Saat saya sedang asyik memerhatikan orang-orang di angkutan umum ini, tiba-tiba... Masyallah,  ada orang yang menarik tangan saya dan berusaha melempar saya dari angkutan ini dengan paksa! Bayangkan, angkutan umum ini sedang melaju dengan kencangnya. Antara kaget dan mempertahankan diri saya sekuat tenaga tetap bertahan di dalam angkutan umum ini. Dan kali tak hanya orang misterius itu yang berusaha melemparkan tubuh saya, tapi seluruh orang dalam angkutan umum ini! Mereka berbondong-bondong menarik saya dan berusaha melempar saya. Saya teriak minta tolong sebisanya. Bahaya. Saya bisa mati. Saya panggil-panggil si sopir tapi nampaknya si sopir tak hirau. Ia masih melajukan angkutan umum ini dengan kencangnya. Bahkan ia membiarkan orang-orang ini untuk mendorong tubuh saya! Susah payah saya bertahan, saya berpegangan kepada apa saja, gagang besi di atap mobil, kursi, tapi percuma. Tenaga mereka terlalu kuat, akhirnya saya terlempar dari dalam angkutan umum; berguling-guling di jalanan, tubuh saya bundas penuh luka. Dalam keadaan begini saya coba berdiri, tubuh saya sempoyongan. Samar-samar dari kejauhan saya lihat siluet orang-orang dalam angkutan umum itu yang nampak gembira. Tubuh saya benar-benar penuh luka, dalam keadaan seperti ini saya rasakan handphone saya bergetar lagi. 

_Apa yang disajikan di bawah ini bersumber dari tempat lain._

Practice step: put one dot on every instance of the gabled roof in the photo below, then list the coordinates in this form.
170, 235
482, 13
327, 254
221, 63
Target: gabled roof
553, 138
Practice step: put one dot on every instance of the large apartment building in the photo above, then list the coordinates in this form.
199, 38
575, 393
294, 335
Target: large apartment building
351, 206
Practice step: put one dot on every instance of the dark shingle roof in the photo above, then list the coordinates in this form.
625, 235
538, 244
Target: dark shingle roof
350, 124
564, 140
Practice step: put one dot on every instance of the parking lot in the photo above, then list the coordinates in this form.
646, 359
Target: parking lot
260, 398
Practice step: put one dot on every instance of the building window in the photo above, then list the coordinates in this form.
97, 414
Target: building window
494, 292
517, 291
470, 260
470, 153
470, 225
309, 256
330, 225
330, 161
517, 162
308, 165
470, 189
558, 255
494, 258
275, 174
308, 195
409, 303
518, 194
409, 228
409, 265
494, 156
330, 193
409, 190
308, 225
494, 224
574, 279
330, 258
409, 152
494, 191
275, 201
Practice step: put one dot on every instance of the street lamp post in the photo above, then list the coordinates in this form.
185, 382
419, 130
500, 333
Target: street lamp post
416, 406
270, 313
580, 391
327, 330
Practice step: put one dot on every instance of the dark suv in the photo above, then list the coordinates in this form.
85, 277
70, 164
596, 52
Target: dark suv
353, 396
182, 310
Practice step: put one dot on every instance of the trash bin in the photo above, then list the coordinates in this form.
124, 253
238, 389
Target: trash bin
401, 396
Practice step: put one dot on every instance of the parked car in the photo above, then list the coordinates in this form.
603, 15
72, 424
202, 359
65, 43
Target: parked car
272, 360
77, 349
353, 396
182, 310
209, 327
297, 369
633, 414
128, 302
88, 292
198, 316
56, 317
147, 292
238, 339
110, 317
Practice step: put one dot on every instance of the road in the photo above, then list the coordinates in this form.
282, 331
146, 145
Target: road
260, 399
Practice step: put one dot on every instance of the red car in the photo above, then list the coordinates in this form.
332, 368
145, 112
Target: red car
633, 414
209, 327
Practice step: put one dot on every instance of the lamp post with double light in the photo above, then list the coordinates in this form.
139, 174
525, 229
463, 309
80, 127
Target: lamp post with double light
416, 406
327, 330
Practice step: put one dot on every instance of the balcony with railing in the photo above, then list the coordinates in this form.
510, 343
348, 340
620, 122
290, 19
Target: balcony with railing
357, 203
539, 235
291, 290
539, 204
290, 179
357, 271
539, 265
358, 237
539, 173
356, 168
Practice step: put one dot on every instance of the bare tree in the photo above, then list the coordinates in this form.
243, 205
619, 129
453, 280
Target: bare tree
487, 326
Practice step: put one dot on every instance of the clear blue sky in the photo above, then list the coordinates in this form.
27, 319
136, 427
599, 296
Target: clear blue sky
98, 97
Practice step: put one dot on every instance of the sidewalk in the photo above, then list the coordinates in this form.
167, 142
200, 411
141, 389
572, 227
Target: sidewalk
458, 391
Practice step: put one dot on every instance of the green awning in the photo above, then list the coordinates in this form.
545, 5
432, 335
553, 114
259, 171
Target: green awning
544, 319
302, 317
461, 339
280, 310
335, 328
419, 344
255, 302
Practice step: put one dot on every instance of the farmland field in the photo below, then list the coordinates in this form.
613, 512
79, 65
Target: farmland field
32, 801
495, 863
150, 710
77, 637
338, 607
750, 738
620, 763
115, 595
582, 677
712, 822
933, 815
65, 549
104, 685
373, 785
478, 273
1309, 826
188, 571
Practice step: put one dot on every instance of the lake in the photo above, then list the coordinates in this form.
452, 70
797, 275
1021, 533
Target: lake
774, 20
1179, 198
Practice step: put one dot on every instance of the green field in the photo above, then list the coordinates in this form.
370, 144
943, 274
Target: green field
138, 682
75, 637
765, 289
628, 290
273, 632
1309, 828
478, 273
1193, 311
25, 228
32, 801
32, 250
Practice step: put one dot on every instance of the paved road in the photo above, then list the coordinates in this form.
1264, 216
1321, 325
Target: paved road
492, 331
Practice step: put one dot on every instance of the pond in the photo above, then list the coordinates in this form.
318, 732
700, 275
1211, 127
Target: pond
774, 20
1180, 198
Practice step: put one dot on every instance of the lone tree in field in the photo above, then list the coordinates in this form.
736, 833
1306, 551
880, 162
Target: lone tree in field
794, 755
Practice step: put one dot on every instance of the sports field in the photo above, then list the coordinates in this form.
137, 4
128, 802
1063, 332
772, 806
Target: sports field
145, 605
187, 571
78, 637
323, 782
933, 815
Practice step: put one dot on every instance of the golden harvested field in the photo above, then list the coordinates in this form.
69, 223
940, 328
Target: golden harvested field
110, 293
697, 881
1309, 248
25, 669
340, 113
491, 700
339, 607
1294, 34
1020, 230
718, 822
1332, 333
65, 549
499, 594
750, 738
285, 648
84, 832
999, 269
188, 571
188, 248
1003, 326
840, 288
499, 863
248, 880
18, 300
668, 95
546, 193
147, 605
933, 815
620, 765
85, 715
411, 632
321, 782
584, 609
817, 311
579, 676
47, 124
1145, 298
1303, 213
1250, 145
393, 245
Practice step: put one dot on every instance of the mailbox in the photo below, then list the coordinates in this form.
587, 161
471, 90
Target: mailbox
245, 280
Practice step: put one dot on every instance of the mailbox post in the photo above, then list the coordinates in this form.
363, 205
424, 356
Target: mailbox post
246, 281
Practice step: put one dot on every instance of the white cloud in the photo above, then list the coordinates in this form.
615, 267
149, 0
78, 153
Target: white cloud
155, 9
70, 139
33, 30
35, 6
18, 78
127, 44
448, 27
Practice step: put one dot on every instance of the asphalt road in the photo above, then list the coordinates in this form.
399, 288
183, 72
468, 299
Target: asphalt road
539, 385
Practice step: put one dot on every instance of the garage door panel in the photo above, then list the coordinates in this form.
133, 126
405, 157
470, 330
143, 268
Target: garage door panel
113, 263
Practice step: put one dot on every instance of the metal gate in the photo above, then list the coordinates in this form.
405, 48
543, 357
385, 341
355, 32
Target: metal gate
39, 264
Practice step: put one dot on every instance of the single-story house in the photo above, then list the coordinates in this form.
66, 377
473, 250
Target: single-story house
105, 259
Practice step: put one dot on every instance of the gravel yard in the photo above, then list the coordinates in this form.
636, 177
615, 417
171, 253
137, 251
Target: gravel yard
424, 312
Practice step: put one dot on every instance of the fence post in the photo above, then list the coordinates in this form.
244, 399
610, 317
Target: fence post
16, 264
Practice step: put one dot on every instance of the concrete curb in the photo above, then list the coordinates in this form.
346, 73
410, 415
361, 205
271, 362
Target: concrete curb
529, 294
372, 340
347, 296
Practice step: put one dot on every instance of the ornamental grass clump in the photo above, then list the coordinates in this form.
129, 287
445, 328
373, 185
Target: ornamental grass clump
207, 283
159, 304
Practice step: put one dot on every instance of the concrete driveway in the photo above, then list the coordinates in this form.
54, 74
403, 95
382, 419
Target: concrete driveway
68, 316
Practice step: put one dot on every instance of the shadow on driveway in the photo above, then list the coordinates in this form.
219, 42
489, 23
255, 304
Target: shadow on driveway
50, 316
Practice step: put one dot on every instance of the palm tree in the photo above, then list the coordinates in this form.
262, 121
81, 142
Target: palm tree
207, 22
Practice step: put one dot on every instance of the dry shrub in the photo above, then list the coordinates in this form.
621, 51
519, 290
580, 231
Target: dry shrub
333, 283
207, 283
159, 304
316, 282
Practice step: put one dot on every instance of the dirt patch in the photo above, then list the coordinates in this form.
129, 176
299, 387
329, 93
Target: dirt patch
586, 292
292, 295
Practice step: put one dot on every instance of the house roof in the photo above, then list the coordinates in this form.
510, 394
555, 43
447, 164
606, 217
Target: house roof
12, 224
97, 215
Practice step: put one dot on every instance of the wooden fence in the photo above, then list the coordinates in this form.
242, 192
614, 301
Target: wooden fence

Bingung, putus asa, saya benar-benar menjadi gila! Mulai dari pesan teman saya, pesan teman-teman kantor hingga kejadian barusan... dengan sempoyongan saya menepi di pinggir jalan, duduk menjuntai kaki, berusaha memikirkan apa yang terjadi sebenarnya. Saya rasakan handphone terus bergetar. Dalam keadaan seperti ini masih sempat-sempatnya....

Saya usap layar handphone saya dan melihat siapa lagi ini, ternyata telepon dari Ibu saya. Saya usap mata tiga kali, khawatir saya salah lihat. Tumben Ibu saya telepon. 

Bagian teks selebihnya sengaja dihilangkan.